Başkanlık sisteminin demokratik bir zeminde tartışılması gerektiğini ifade eden Çelik, “Yapılması gereken, temsilde adaletin sağlanacağı, istikrarın yakalanacağı, yasama, yürütme ve yargının birbirlerinin görev alanlarına müdahale etmeyeceği kaliteli bir demokratik zemini oluşturmaktır. Bu demokratik zemini sivil ve demokratik Yeni Anayasa'yla oluşturabiliriz” şeklinde konuştu.
“Hiç kimsenin dininden, dilinden, etnik kökeninden, renginden, mezhebinden, yaşam tarzından dolayı dışlanmadığı, horlanmadığı, kendisini ötelenmiş hissetmediği; tarihinden ve medeniyetinden aldığı güçle, öz güvenle dimdik ayakta duran, bugünü ve geleceği inşa edebilme potansiyelinin idrakinde Yeniden Büyük Türkiye'dir. Bu kapsamda, vesayetin bitişinde aktif rol aldığımız gibi, Yeniden Büyük Türkiye'nin inşasına temel oluşturacak yeni anayasanın yapım sürecine ve hükümet sistemi tartışmalarına da eleştiri ve önerilerimizle katkı yapmak istiyoruz.
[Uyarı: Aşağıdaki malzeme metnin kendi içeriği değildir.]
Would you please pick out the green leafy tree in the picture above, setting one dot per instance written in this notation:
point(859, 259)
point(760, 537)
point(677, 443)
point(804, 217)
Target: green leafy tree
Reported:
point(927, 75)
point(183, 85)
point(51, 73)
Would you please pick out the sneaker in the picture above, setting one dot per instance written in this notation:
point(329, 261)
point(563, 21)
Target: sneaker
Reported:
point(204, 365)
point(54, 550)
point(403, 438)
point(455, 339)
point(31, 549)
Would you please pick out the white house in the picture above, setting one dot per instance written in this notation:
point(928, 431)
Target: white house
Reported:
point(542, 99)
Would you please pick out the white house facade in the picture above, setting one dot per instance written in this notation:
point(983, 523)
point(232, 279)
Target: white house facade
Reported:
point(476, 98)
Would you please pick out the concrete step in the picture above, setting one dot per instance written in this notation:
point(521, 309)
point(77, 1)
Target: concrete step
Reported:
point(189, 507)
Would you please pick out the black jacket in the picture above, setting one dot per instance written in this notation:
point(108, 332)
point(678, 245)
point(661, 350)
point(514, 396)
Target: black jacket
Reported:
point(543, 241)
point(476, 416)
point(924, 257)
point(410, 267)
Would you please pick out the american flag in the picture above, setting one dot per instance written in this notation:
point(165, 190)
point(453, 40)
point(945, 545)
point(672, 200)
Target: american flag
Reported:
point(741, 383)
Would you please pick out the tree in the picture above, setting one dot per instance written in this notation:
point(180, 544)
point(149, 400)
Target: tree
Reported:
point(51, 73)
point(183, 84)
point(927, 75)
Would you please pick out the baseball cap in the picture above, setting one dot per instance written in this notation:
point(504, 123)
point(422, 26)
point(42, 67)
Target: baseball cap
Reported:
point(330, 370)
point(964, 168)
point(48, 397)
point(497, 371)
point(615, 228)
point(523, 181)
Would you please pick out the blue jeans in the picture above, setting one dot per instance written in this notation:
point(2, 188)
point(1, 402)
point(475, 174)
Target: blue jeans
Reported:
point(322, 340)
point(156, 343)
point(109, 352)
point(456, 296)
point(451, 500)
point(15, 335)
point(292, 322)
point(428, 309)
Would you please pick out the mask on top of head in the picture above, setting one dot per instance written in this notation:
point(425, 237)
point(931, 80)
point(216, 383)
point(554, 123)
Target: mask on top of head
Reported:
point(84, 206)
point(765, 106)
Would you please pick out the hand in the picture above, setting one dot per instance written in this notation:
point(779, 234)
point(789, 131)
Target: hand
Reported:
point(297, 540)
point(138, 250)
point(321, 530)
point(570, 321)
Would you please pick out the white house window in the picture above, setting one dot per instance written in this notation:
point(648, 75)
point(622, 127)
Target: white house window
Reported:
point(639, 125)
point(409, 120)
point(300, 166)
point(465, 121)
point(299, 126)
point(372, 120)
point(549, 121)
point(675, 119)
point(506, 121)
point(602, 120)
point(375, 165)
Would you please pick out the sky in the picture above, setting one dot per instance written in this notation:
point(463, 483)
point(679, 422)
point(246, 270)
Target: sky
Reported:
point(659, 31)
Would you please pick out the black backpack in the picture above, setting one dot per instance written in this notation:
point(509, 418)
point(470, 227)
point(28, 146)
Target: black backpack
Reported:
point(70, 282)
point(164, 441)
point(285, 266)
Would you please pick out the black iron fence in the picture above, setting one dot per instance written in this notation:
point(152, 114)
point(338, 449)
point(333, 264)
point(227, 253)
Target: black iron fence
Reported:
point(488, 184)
Memur-Sen olarak, teklif sendikacılığı anlayışımız gereği, sorunları kişilerden ve partilerden bağımsız fikir ve proje zemininde konuşmayı esas alıyoruz. Bu açıdan, başkanlık sistemi tartışmalarını kişiye veya kişilere bağlı değil, hükümet sistemleri tartışması olarak ele alınmasından yanayız” dedi.
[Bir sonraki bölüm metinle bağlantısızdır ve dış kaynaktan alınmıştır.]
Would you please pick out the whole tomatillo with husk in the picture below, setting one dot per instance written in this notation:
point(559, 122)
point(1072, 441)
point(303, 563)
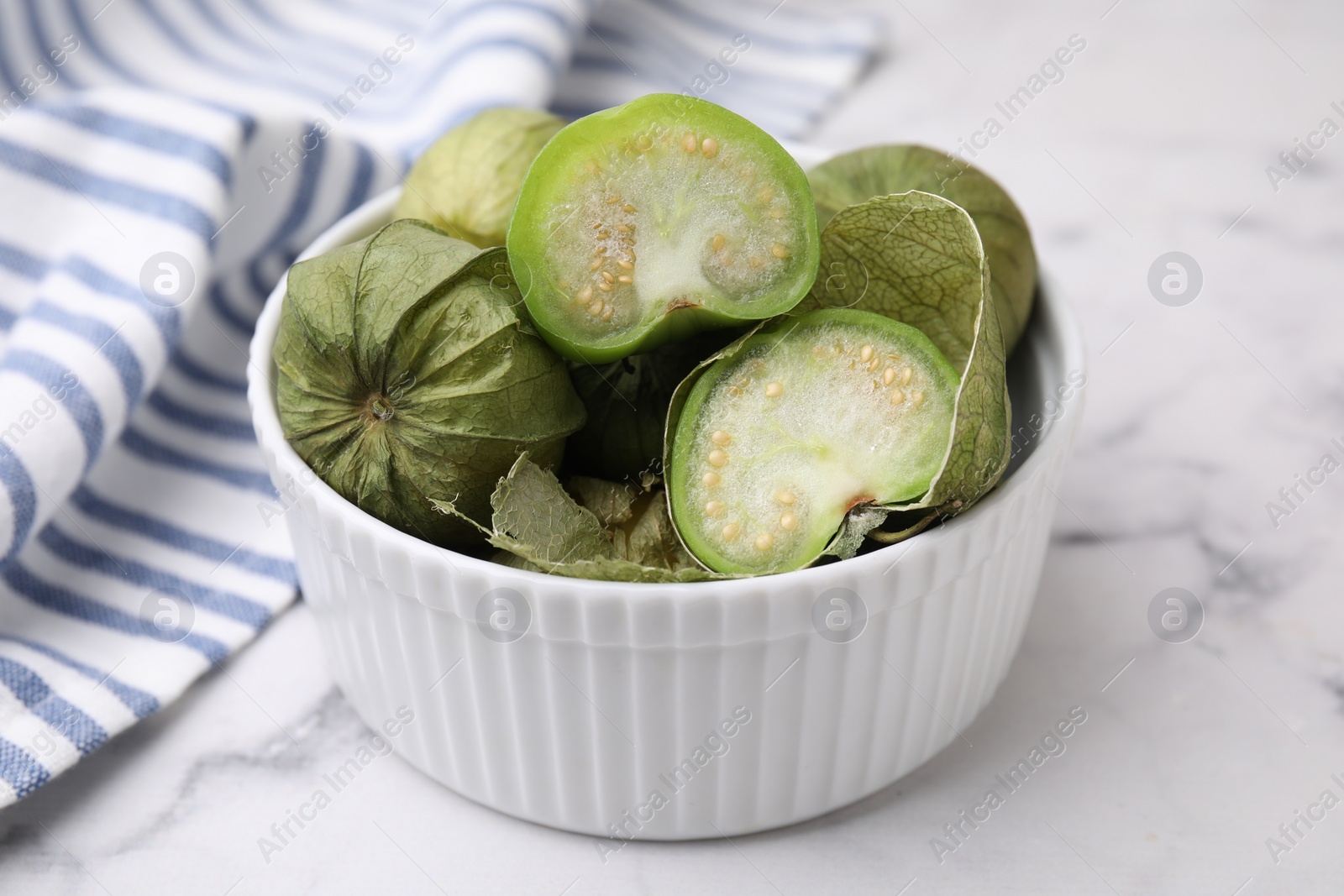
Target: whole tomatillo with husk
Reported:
point(407, 374)
point(857, 176)
point(468, 181)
Yeni anayasanın önemine değinen Çelik, şunları söyledi: “Tarih, parlamenter sistemle yönetilip otoriter yönetimlere şahitlik etmiştir. Almanya'da Hitler, İtalya'da Mussolini, İspanya'da Franco parlamenter sistemle iş başına gelmiş ve sistemin boşluklarını kullanarak tek adam haline gelmişlerdir. Bugün de hem parlamenter hem de başkanlık sistemiyle yönetilen otoriter yönetimler de demokratik yönetimler de mevcut. Dolayısıyla, yapılması gereken, temsilde adaletin sağlanacağı, istikrarın yakalanacağı, yasama, yürütme ve yargının birbirlerinin görev alanlarına müdahale etmeyeceği kaliteli bir demokratik zemini oluşturmaktır. Bu demokratik zemini özgürlükçü, sivil ve demokratik yeni anayasayla oluşturabiliriz.”
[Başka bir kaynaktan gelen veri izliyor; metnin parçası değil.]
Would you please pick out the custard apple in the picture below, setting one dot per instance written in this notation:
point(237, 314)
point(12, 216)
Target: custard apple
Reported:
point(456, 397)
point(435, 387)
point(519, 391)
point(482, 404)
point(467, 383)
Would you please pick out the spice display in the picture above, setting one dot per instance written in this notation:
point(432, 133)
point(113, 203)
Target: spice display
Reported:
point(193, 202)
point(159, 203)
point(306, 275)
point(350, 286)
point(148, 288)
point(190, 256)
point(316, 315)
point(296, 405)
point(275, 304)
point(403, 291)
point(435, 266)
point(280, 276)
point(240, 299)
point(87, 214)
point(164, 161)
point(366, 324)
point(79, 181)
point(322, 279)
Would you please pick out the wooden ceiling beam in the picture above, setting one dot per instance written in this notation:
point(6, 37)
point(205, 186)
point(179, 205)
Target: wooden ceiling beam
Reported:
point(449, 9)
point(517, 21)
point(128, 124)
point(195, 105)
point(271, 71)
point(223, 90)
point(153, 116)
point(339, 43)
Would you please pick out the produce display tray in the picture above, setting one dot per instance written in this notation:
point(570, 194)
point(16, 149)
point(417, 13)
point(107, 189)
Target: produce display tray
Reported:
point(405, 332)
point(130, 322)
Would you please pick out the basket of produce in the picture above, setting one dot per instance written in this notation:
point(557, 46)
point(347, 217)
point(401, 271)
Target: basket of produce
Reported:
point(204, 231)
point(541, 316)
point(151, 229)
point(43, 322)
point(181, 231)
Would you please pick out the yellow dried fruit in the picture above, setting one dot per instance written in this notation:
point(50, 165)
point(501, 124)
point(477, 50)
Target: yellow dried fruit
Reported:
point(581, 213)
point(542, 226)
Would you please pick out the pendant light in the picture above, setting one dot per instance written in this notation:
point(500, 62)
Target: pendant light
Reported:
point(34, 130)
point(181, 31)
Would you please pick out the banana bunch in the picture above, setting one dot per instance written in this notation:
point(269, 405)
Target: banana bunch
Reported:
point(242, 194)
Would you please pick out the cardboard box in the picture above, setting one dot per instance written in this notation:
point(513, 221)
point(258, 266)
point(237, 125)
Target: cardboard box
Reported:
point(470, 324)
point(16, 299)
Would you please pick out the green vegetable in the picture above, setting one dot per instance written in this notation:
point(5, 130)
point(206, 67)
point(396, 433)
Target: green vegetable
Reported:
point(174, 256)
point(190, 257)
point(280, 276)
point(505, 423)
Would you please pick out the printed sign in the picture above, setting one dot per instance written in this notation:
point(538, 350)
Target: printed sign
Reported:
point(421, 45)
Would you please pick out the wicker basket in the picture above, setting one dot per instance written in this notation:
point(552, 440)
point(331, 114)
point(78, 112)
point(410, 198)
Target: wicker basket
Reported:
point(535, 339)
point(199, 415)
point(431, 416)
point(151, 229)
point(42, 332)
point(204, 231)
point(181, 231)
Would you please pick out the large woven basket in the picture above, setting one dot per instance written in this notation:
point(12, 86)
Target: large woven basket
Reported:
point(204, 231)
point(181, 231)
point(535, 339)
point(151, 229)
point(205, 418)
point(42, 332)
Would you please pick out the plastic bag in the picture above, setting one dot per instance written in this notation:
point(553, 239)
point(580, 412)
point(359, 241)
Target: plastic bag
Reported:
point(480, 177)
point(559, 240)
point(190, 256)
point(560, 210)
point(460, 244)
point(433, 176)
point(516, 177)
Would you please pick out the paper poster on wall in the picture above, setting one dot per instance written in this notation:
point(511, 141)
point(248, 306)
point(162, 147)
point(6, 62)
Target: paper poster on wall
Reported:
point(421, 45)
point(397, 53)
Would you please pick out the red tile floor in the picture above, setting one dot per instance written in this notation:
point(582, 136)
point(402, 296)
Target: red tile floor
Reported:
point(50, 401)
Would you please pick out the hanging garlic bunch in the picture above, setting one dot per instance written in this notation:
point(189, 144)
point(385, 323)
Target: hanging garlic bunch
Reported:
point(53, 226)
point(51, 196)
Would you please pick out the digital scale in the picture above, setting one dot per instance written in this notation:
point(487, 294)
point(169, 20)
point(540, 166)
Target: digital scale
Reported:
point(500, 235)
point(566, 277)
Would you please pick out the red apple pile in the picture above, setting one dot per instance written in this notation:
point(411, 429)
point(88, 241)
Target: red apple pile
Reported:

Çelik, “Yeni anayasanın; insan onuruna, emeğe, insan haklarına, hukukun üstünlüğüne, sosyal adalete, katılımcı ve çoğulcu demokrasiye dayanması, bu anlayışla yazılması ve yapılması gerektiğini vurgulayan Mücahit Çelik, “Memur-Sen olarak, Yeniden Büyük Türkiye'nin iyi devlet yönetimi, iyi hükümet modeli, iyi toplumsal ortam ve iyi insanla inşa edilebileceğini düşünüyoruz. Dünyaya baktığımızda yaygın olarak başkanlık sistemi ve parlamenter sistemlerin uygulandığını görüyoruz. Bu iki sistemin melezi olarak tanımlanan yarı başkanlık ile rasyonelleştirilmiş parlamenter sistem, süper başkanlık sistemi, başkanlı parlamenter sistem gibi farklı sistemler de tartışılmakta ve uygulanmaya çalışılmaktadır. Memur-Sen olarak, sistemin adından çok, krizlere kapalı, çözümlere açık bir sistemin varlığını önemsiyoruz. Benimsenecek modelin, statükoculuğa ve otoriterliğe kapalı, yeniliğe, lider ve iktidar değişimine açık olmasını istiyoruz. Bizim dikkat çekmeye çalıştığımız nokta; tabanı yönetim sürecine dâhil eden, dışlayıcı olmayan, herkesin kaybetmesine ya da bir kısmının kazanıp bir kısmının kaybetmesine değil, herkesin kazanmasına imkân veren bir sistemin mümkün olduğudur. Yoksulluğa izin vermeyen, örgütlenmeye uygun, bürokrasiyi denetleme gücü yüksek, demokratik ve sivil bir model olmasıdır” ifadelerini kullandı.